His research goals are to contribute to the design of better hearing devices, but also to address issues that might not have a technology solution.
“That’s why we’re so interested in finding out what the abilities are that people bring to the task of listening in noise, and whether certain skills can be sharpened through training,” he said.
The Physiology Behind it All
From animal and human studies, we know that when sound enters the ear, the brain has the ability to fine tune the sound by controlling how the middle and inner ear responds. Animal studies have shown that these responses can help encode sounds in background noise.
Ian Mertes is studying these top-down mechanisms in young adults with normal hearing to determine if they also help humans understand speech in noise. Both mechanisms rely on the brain stem. One mechanism contracts a muscle, which pulls on a bone of the middle ear, affecting how noise is transmitted through the auditory system. It can reduce the noise. The brain stem also can change how the inner ear amplifies sound, which also can turn down noise.
“I’m looking at how these two mechanisms, which are reflexes, work together,” Mertes said. “They may work at different frequency regions, the lower frequencies or pitches and the middle frequencies or pitches. Working together, they may help people hear in background noise.”
Using otoacoustic emissions, a clinical audiology test of inner ear function, his studies have shown the physiological mechanisms are correlated with the ability to understand speech in noise. But, he said, it’s complicated.
“It can depend on how we do the physiological measurement, the types of sounds we present to the ears, and the speech perception task,” he said. His current focus on individuals without hearing problems gives him the “best look” at normally functioning auditory systems. “They have the most robust physiological responses and are able to participate in the perceptual tasks, and that can help me create a good template for adapting those measurements when I extend my work to clinical populations.”

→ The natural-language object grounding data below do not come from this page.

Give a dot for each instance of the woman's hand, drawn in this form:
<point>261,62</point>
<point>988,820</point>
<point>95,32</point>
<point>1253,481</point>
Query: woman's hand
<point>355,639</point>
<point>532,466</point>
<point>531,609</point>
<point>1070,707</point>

Working with Vanderbilt University colleague Ben Hornsby, an associate professor of hearing and speech sciences, Mertes also plans to add another auditory concept called listening effort to the physiological picture of understanding speech in noise. Do individuals with weak top-down reflexes have to put more effort into completing speech perception tasks? What are the consequences of this additional effort?
The in-depth knowledge Mertes is gaining through his research may help explain why some young adults with clinically normal hearing report having difficulty hearing in background noise, another area of interest to him.
Summing up what he hopes will be the outcome of his research program, he said, “I’d ultimately like to make a significant contribution to treatment—strengthening auditory reflexes or simulating them in devices, increasing understanding of messages while reducing the effort it takes to reach that understanding.”